As noted above, for the next two seasons, college football coaches can sign as many players as they want. While it’s expected that most won’t go crazy, it’s likely more student-athletes will have more opportunities for scholarship offers. 

It’s a good bet that athletes that might have been considered fringe recruits on some coach’s lists will now get scholarship offers. Another scenario that could come into play is that, since college coaches now have some additional flexibility, late bloomers or recruits with a big potential upside might also get more offers. That could also create a talent vacuum where, with more recruits signing with larger schools, smaller schools may also have to consider some athletes they would have previously overlooked. 

Note that all of the scenarios above assume every college football coach will increase the number of athletes they sign each year. Keep in mind that this may not happen the same way at every program. If you’re already being recruited by some schools, your chances of receiving a scholarship offer will likely improve. However, if you weren’t being recruited by schools like Alabama, Georgia, or Oklahoma before, it’s doubtful you’ll be recruited now that they have no yearly signing limits.

Why The Rule Is Bad For Recruits

It’s important to reiterate that FBS schools still must adhere to an 85-scholarship limit per team. While it’s optimistic to believe that no signing limit means more scholarship offers for high school players, there are also some potentially negative ramifications. 

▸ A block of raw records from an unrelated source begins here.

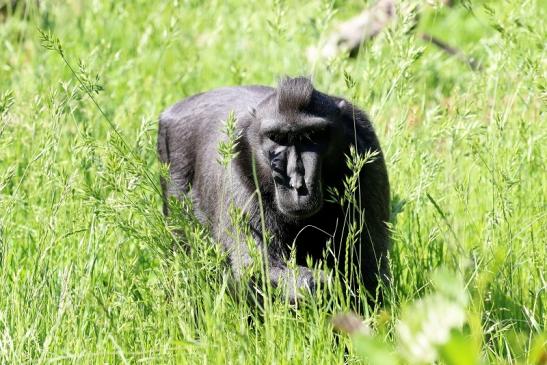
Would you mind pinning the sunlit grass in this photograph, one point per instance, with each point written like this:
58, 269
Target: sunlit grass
86, 266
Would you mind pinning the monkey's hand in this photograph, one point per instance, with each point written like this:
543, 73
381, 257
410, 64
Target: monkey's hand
295, 283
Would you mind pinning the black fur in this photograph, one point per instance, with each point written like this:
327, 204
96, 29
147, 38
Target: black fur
293, 177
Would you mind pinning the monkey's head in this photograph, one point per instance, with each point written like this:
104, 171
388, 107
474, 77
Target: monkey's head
296, 129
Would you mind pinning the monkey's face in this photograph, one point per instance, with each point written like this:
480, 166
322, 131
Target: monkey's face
294, 151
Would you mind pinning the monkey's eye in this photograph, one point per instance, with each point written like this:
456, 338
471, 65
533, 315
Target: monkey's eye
315, 136
279, 138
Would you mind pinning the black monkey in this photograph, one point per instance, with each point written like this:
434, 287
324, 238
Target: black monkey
297, 138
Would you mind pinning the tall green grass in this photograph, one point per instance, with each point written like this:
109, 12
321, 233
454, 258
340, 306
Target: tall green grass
86, 267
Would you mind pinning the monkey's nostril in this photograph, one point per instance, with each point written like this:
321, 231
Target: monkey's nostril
302, 190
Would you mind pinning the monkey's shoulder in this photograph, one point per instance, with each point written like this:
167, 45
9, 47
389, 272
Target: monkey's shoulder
217, 103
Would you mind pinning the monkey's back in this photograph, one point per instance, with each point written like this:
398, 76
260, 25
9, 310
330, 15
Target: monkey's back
188, 138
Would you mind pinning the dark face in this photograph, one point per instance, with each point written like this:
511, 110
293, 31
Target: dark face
294, 150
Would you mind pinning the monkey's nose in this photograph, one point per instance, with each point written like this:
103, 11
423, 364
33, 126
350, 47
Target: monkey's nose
297, 183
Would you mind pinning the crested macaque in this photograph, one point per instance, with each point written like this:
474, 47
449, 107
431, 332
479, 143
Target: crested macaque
293, 140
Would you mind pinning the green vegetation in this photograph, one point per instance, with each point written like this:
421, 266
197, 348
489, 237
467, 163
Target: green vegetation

While a coach may take a chance on a player he might have passed on previously, the lack of a signing cap may also mean a new signee will have less time to prove himself. If you get hurt, don’t fit into the system, or don’t live up to your potential quickly, no signing limit and the transfer portal makes it easier than ever for a coach to quickly find a replacement.

In addition, some teams may push out existing team members to accommodate more high school signees and stay at the 85-scholarship limit. That could mean more athletes, with more experience in the transfer portal. And, if some programs choose to build through the portal, that could create a situation where they’re signing fewer players out of high school. 

Ultimately, for football recruits in the class of 2023 or 2024, the NCAA’s removal of the signing cap means you’ll likely have more opportunities to earn a scholarship. That may not be the case for every recruit and those offers may not be from schools on your target list. But no matter how it plays out, the best advice is to not assume anything, maintain your recruiting process, keep working to get on coaches’ recruiting radars and continue striving to achieve your goal of earning a college football scholarship.